Fuden-An： Leaves from a Tea-Journal
What we must do now
KOBORI Sojitsu (the 13th Grand Master of the Enshu Sado School )
In the world of Japanese tea ceremony, Shimotsuki (November) is when we practice both kuchikiri (the ritual of making tea after opening a new pot of stored tea) and robiraki (the ritual of using the irori, or sunken hearth). This moment which marks the arrival of a new season is so significant in the world of tea, it is often referred to as the New Year of tea ceremony and is a time when all of us involved in tea ceremony must shape up.
Originally, the Japanese created their culture (including but not exclusively tea ceremony) by living and progressing in harmony with nature. It is the responsibility of those who live in Japan today to pass this culture on to the next generation.
These last two months I have written mostly about what the Japanese athletes had to say after their performances at the Olympics. The point I was trying to make was that instead thinking of themselves first and foremost, these Japanese athletes displayed gratitude to those who supported them and their heritage.

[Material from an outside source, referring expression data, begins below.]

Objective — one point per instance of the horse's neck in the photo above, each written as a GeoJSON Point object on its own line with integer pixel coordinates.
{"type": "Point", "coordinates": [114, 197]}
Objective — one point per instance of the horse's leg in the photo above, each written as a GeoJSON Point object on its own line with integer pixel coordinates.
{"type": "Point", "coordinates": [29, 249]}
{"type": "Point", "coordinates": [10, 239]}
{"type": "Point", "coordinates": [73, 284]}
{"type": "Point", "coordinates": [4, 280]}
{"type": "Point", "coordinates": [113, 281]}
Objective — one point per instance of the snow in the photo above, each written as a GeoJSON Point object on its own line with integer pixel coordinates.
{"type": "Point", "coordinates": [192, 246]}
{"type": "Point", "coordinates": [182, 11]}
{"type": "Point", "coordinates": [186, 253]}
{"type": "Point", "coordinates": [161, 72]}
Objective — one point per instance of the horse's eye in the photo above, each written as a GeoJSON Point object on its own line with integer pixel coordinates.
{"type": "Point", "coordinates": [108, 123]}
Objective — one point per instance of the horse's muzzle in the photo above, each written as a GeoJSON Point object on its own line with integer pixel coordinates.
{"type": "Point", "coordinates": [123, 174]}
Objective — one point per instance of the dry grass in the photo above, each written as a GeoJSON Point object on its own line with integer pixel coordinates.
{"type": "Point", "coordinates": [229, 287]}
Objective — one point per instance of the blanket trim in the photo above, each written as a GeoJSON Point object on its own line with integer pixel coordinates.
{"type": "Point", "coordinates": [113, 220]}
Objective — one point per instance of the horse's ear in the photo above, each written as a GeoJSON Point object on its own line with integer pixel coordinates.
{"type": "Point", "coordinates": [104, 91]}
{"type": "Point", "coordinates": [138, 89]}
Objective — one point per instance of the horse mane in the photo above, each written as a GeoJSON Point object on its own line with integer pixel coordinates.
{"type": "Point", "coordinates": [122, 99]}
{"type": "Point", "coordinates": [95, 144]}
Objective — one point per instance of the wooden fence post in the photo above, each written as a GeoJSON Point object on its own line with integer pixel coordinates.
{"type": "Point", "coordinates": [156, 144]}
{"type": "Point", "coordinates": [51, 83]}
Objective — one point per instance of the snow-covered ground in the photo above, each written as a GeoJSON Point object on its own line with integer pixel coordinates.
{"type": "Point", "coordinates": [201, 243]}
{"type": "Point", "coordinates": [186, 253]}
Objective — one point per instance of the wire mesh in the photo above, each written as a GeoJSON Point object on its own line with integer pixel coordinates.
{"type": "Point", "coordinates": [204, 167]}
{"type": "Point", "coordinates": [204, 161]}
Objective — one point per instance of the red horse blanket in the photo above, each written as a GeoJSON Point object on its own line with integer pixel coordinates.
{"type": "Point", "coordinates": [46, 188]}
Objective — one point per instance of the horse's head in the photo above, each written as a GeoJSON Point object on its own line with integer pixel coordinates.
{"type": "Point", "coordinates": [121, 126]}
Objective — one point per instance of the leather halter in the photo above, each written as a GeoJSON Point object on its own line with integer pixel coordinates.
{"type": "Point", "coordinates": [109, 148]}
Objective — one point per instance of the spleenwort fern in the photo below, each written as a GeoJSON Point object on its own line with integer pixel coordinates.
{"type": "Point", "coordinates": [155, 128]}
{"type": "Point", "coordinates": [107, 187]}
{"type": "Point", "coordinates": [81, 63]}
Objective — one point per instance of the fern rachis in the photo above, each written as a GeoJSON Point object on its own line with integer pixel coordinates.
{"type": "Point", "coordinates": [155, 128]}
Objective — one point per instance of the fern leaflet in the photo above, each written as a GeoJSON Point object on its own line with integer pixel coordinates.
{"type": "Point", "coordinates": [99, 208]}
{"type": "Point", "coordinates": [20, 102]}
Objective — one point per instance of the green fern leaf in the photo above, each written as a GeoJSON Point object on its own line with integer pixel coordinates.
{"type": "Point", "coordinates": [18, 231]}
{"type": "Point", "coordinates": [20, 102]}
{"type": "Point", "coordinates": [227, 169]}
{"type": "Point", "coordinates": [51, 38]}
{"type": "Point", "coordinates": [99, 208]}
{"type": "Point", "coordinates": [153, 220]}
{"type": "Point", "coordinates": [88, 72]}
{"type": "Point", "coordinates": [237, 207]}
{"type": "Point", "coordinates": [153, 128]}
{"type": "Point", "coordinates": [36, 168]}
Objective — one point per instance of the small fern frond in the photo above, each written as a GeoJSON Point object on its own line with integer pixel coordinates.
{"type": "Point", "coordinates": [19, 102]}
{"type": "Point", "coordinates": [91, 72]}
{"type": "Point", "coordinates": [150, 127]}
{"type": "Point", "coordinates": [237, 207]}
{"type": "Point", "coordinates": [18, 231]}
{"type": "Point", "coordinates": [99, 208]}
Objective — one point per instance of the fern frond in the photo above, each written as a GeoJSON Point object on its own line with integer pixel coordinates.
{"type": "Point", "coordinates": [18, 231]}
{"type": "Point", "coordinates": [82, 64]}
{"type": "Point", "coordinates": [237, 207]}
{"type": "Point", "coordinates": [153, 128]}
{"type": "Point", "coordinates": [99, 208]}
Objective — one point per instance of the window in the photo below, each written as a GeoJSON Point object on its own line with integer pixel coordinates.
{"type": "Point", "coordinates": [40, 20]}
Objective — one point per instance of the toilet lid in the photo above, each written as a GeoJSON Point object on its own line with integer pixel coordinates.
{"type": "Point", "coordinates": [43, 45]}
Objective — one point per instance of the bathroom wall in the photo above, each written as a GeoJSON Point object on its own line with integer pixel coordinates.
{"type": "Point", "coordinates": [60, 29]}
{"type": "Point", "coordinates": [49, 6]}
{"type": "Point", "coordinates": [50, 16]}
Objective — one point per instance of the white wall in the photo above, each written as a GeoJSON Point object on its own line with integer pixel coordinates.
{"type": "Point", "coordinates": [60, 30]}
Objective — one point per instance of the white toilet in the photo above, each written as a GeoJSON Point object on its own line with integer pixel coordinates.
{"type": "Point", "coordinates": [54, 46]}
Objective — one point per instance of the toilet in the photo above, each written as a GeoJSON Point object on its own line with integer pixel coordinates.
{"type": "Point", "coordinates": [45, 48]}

However, it cannot be said that this applies to Japan recently. This is because it has become common knowledge that outside of Japan, yielding to others and respecting others claim to their rights is hard to find. We must recognize that this is how we will have to continue living our lives.
I do not want to be political but I believe the Japanese need to be more firm. When I was born, ten years had passed after the end of the second world war and it was a time when most houses were not financially well off. Families would slowly accumulate one of the 'three C's, cars, coolers and color televisions, year on year and became more prosperous after the Tokyo Olympics. During this period, the Japanese still had their dreams.
After this, as the economy grew, the Japanese began to lose what was once spiritually important to them and prioritized economic growth. Material possessions flooded Japan and changes appeared within the household. TVs, telephones and recently computers became possessions which each and every one of us had at least one of. It was good that we became prosperous but we were all losing something at the same time.
If we are to return to the way we used to think of not wanting to discomfort others, then we must remain firm. I believe tea ceremony could play an important role in reeducating ourselves of this way. Accepting and including each and every way of life and living in harmony with these is the path we need to both take and be proud of.
We must be confident that there is no one in the world which respects and protects its ancestors as much as the Japanese. And with this confidence, we must continue to live in this global world.
'There's no need to say so explicitly' is not a phrase we can use that often in this world. I believe we must continue to learn from each other if we are to speak from our heart and with pride.